La démocratie représentative ne représente que les intérêts du pouvoir en place (république bananière, corrompue jusqu'à la moelle) et des rapaces qu'il représente pour l'avoir mis en place (cette prise de conscience est essentielle, la démocratie représentative n'est pas la démocratie, il m'a fallu 60 ans pour l'admettre). La démocratie représentative est le leurre savamment entretenu nous faisant croire qu'en changeant de gouvernement par les élections - qui sont la dépossession de nos voix, un vol de voix - (nous perdons notre pouvoir constituant, Octave Mirbeau, Etienne Chouard, et quelques autres sont indispensables à lire), que passer de droite à gauche, de gauche à l'extrême-centre puis un jour à l'extrême-droite, on va changer les choses. Mais il est possible de savoir maintenant, par expérience depuis 40 ans avec la pensée unique, le TINA thatchérien (There is no alternative) que droite, gauche, extrême-gauche, extrême-droite, extrême-centre n'ont qu'un objectif : arriver au pouvoir et le garder. Il est possible de se convaincre aussi que les gens au pouvoir savent depuis relativement peu (20 ans) qu'en cas de mouvements profonds, durables, pacifiques ou révolutionnaires, insurrectionnels, il ne faut surtout pas lâcher le pouvoir, le quitter comme de Gaulle ou Jospin. Il faut le garder coûte que coûte par la répression, la négociation. Il faut s'accrocher, laisser passer la colère. Il faut en conclure que tout affrontement frontal n'a aucune chance d'aboutir, de changer l'ordre des choses (le mouvement des GJ autour des ronds-points fut une forme géniale; les GJ manifestant sur les Champs-Elysées, inaccessibles jusqu'à eux aux mouvements revendicatifs ou insurrectionnels, ce fut un sacré challenge réussi mais un échec).

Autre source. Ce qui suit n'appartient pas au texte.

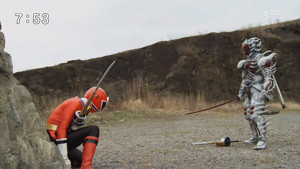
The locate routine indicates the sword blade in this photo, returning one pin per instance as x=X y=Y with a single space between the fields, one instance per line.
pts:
x=218 y=105
x=85 y=108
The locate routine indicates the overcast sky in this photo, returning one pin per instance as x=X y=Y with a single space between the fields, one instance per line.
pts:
x=79 y=29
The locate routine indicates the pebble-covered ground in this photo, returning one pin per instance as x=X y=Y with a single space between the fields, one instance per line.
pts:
x=167 y=143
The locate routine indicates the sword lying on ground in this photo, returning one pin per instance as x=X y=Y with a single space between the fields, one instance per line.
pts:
x=224 y=142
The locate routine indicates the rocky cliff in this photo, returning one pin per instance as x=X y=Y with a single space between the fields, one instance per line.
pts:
x=23 y=141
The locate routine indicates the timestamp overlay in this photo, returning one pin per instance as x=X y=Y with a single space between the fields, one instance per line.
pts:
x=34 y=18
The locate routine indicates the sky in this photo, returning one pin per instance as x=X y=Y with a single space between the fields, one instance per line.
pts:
x=42 y=33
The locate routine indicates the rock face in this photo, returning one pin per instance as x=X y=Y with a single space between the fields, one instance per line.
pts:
x=23 y=140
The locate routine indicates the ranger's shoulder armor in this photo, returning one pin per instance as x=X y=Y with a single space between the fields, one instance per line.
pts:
x=240 y=65
x=267 y=59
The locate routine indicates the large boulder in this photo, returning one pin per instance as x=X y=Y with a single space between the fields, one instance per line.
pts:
x=23 y=140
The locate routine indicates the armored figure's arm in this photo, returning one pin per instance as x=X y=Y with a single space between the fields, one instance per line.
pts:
x=242 y=86
x=267 y=65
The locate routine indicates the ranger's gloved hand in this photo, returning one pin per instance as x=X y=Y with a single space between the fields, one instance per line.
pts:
x=63 y=150
x=264 y=95
x=239 y=97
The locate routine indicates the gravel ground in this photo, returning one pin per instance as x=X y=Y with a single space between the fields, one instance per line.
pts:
x=167 y=143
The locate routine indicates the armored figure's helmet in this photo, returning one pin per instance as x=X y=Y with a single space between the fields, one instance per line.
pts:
x=251 y=45
x=99 y=100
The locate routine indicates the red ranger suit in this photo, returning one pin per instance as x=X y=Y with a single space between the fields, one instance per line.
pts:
x=63 y=129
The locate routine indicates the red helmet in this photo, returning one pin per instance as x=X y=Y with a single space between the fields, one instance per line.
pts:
x=99 y=100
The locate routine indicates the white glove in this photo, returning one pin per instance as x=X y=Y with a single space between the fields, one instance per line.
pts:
x=63 y=150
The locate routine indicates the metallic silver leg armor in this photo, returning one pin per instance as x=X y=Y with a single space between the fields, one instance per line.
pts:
x=257 y=84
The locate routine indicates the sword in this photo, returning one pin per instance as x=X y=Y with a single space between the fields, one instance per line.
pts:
x=212 y=107
x=86 y=108
x=224 y=142
x=279 y=93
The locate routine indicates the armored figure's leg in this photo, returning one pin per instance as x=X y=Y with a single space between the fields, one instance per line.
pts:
x=248 y=112
x=258 y=106
x=254 y=138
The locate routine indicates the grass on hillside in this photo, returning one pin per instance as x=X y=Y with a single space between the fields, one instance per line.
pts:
x=143 y=102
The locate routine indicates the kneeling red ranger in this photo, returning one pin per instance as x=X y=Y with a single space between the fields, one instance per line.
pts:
x=64 y=126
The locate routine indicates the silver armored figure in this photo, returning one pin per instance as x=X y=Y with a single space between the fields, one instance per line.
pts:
x=256 y=87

Il faut aussi constater que dans le cadre des nations, la politique ne peut défendre que les intérêts particuliers de la nation. Et ce particularisme ne change pas avec les entités supra-nationales comme l'UE, qui ne sont pas mondiales. L'ONU elle-même ne peut être le lieu d'une politique universelle.

Deux paradoxes sont à signaler. Le 1° paradoxe c'est que les GAFA (les géants du web, américains et chinois) ont une politique mondiale, une visée de domination mondiale, haïssant la démocratie (c'est le libertarianisme anglo-saxon d'une part et l'autoritarisme bureaucratique chinois d'autre part). Le 2° paradoxe, c'est que pour les révolutionnaires, la révolution est toujours imminente alors que la réalité montre depuis 40 ans que comme le dit un ultra-riche Warren Buffet : « il existe bel et bien une guerre des classes mais c'est ma classe, la classe des riches qui fait la guerre et c'est nous qui gagnons".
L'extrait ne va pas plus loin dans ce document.